SOCRadar® Cyber Intelligence Inc. | What Do You Need to Know About Apache HTTP Server CVE-2021-41773 Vulnerability


Nov 30, 2021
4 Mins Read

What Do You Need to Know About Apache HTTP Server CVE-2021-41773 Vulnerability

One of the world’s most significant open-source projects, Apache is a free and open-source cross-platform HTTP web server. Apache is responsible for handling back-and-forth communication between the server and the browser. Apache has been developed since 1995 by a community consisting of all volunteers. Since 1995, more than 4.3 billion lines of code have been written and changed while creating Apache. 

King of the Web: Apache

Apache is still one of the most used HTTP server clients even though it was first published in 1999. In 2009, Apache became the first web software to operate on more than 100 million websites. In 2021, Apache was found to be using %24.63 of the million busiest websites, ranking first in web server clients (source: Netcraft). 

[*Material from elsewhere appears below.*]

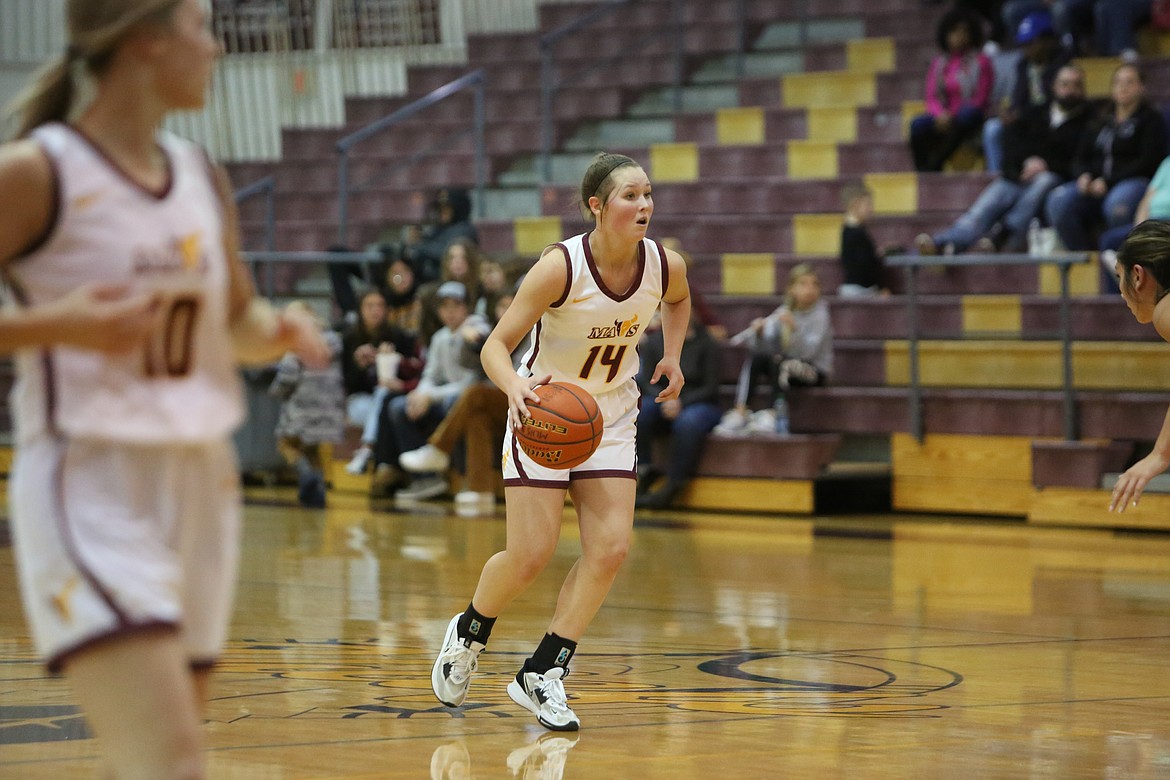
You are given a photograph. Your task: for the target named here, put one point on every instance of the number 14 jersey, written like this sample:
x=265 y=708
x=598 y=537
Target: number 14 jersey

The reasons for Apache’s popularity are that it is stable and versatile, it is beginner-friendly and easy to configure, and it has a vast community to get help. However, it has its drawbacks. For example, on websites with extreme traffic, the Apache server can have performance issues.

Having been operating on a quarter of the million busiest websites, a flaw in Apache could have devastating results for most of the internet. Apache’s and other commonly used web clients’ security is vital for websites. Unfortunately, a vulnerability, CVE-2021-41773, was found exploited-in-the-wild affecting Apache version 2.4.49. 

After the vulnerability was exposed, the Apache Foundation has released a fix for the Apache HTTP Server, version 2.4.50. However, the fix was incomplete. Luckily, the vulnerability was patched after the 2.4.51 update. Analysts at SOCRadar suggest updating the Apache HTTP server to the newest version for every company using it.

Simple yet Destructive: CVE-2021-41773

The vulnerability was found in a change made to path normalization in Apache 2.4.49. A threat actor was able to use a path traversal attack, where the threat actor aims to access files outside the webroot folder and map URLs to files outside the root directory. If these external files are not protected, the attacker could succeed in accessing the files by the path traversal attack. In addition, if CGI scripts were enabled for the exploited paths, a remote code execution attack was also possible.

The vulnerability was named “CWE-22: Improper Limitation of a Pathname to a Restricted Directory (Path Traversal)” by the Common Weakness Enumeration (CWE) community. The CWE community states that the vulnerability was that the software in the Apache HTTP server did not check and eliminate special characters that can enable the threat actor to access a location outside of the restricted directory.

Many servers were exploited with this vulnerability before it was patched, and many more could still be exploited if the Apache software is not updated to at least version 2.4.51.

Several researchers have provided different PoCs (proof of concepts) for the vulnerability in various platforms like GitHub and Twitter. A sample one-liner PoC taken from Twitter is given below:

A Sample one-liner POC for CVE-2021-41773 (Source: Twitter)

The vulnerability was reported by Juan Escobar from Dreamlab Technologies, Fernando Muñoz from NULL Life CTF Team, Shungo Kumasaka, and Nattapon Jongcharoen.

Even though the vulnerability was patched with the update 2.4.51, more than 42 thousand vulnerable Apache servers are still waiting for the attackers to exploit.

Number of servers vulnerable to CVE-2021-41773 (Source: Shodan)

Stay Safe, Protect Yourself from CVE-2O21-41773

The vulnerability was fixed with the update 2.4.51, but even after a month, there are still more than 42 thousand vulnerable servers active. To protect oneself from CVE-2021-41773 and path traversal attack in general, analysts at SOCRadar suggest that:

  • Apache HTTP Server is updated to at least version 2.4.51. (For further information, please visit
  • The digital footprint is monitored thoroughly, software updates are checked frequently and applied if a new update is available.
  • From a developer’s viewpoint, all inputs should be assumed to be malicious and should be processed accordingly.
  • Security checks are carried out regularly.
  • The directories outside the web root folder should be protected and encrypted.